Structural changes underlying the diffuse dielectric response in AgNbO₃

Structural differences in the so-called M polymorphs of AgNbO₃ were analyzed using combined high-resolution x-ray diffraction, neutron total scattering, electron diffraction, and x-ray absorption fine-structure measurements. These polymorphs all crystallize with Pbcm symmetry and lattice parameters √2a_c×√2a_c×4a_c (where a_c≈4 Å corresponds to the lattice parameter of an ideal cubic perovskite) which are determined by a complex octahedral tilt system (a⁻b⁻c⁻)/(a⁻b⁻c⁺) involving a sequence of two in-phase and two antiphase rotations around the c axis. Our results revealed that, similar to KNbO₃, the Nb cations in AgNbO₃ exhibit local off-center displacements correlated along Nb-Nb-Nb chains. The displacements appear to be present even in the high-temperature AgNbO₃ polymorphs where the Nb cations, on average, reside on the ideal fixed-coordinate sites. The onset of the (a⁻b⁻c⁻)/(a⁻b⁻c⁺) tilting in the M polymorphs lifts the symmetry restrictions on the Nb positions and promotes ordering of the local Nb displacements into a long-range antipolarlike array. This ordering preserves the average Pbcm symmetry but is manifested in electron diffuse scattering and corroborated by other local-structure sensitive techniques. Structural states previously identified as the M₃ and M₂ phases represent different stages of displacive ordering rather than distinct thermodynamic phases.

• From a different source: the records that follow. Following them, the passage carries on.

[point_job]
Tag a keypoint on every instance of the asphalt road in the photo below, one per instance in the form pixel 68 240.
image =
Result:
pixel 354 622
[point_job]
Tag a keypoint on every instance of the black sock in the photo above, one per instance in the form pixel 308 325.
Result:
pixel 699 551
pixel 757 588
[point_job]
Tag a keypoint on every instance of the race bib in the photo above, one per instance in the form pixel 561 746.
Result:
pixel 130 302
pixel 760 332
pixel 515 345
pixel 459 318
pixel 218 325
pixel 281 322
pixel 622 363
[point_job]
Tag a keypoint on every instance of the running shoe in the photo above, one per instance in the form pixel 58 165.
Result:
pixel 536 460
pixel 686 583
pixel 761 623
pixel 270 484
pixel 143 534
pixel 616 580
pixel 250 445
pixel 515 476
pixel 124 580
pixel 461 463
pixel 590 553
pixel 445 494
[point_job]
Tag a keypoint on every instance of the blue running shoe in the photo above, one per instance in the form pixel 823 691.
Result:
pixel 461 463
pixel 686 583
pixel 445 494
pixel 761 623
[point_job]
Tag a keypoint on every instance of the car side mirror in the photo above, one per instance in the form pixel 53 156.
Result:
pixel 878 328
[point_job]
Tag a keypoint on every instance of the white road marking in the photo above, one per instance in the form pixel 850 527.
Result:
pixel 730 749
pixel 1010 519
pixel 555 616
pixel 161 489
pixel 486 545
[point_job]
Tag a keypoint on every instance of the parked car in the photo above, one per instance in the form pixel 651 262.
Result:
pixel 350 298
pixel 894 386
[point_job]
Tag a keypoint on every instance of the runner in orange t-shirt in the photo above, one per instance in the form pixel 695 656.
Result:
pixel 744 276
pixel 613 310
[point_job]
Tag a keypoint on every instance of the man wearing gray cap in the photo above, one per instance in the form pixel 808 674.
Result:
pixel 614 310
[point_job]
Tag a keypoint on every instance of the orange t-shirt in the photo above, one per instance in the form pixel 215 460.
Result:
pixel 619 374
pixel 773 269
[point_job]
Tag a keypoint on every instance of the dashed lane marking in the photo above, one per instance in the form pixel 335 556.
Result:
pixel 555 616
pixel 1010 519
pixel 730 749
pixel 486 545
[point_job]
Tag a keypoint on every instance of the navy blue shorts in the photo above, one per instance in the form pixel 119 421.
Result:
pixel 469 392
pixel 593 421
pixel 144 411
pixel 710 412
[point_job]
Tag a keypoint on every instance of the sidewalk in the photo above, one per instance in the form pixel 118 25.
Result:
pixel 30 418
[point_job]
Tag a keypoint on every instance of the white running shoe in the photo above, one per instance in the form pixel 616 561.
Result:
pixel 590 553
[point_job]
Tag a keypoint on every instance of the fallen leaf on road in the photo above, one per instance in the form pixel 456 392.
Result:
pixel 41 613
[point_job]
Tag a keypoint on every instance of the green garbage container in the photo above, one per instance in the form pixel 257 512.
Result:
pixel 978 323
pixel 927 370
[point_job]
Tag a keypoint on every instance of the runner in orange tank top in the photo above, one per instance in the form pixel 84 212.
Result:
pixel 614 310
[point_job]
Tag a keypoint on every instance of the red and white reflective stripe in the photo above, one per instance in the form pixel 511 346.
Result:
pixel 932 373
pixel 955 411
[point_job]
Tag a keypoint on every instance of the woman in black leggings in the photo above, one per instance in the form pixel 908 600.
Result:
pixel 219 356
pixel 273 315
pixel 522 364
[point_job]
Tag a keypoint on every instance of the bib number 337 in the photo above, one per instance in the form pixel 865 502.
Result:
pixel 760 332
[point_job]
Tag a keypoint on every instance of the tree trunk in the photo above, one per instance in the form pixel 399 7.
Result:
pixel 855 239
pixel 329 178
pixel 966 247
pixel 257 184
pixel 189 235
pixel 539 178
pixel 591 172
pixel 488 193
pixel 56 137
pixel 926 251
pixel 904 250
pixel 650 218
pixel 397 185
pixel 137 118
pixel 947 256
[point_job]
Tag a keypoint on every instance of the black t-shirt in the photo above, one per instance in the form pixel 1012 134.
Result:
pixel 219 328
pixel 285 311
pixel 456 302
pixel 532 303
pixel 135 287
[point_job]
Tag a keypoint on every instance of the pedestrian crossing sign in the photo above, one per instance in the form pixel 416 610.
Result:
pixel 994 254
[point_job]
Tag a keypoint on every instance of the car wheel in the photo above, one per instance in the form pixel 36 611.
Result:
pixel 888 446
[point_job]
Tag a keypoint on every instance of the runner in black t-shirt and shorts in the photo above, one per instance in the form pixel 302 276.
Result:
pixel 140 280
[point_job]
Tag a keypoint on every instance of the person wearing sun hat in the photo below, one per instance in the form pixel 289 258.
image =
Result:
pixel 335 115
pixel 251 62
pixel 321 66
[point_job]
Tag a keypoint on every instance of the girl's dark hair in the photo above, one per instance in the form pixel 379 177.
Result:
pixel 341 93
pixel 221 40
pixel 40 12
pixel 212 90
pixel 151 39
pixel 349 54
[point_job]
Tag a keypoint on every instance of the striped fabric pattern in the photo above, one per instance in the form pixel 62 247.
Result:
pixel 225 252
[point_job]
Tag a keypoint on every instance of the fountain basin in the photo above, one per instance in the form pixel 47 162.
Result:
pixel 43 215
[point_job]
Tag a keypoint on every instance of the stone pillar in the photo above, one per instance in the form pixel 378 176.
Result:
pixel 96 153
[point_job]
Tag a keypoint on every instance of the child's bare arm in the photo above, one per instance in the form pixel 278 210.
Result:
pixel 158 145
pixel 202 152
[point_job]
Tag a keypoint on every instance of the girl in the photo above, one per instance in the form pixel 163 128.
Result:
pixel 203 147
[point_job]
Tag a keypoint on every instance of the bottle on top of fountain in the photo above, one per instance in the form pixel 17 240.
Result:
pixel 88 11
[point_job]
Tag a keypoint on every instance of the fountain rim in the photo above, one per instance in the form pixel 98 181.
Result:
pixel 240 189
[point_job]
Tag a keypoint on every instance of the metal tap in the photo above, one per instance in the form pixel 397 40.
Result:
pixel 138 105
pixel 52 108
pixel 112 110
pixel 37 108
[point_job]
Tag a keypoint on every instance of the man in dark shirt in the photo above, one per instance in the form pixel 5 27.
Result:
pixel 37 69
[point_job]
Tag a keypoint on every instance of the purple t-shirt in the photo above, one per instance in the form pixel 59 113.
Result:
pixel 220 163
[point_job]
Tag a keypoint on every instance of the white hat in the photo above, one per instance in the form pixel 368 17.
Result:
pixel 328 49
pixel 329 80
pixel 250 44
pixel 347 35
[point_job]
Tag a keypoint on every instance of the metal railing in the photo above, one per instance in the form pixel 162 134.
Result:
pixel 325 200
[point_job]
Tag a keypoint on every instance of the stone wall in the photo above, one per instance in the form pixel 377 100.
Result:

Rietveld refinements indicated intimate coupling between the displacive behavior on the oxygen, Nb, and Ag sublattices. The Pbcm symmetry of the octahedral framework precludes a complete ordering of Nb displacements so that some positional disorder is retained. This partial disorder likely gives a source to the dielectric relaxation which, according to previous spectroscopic studies, is the origin of the diffuse dielectric response exhibited by M-type AgNbO₃ at ≈250 °C.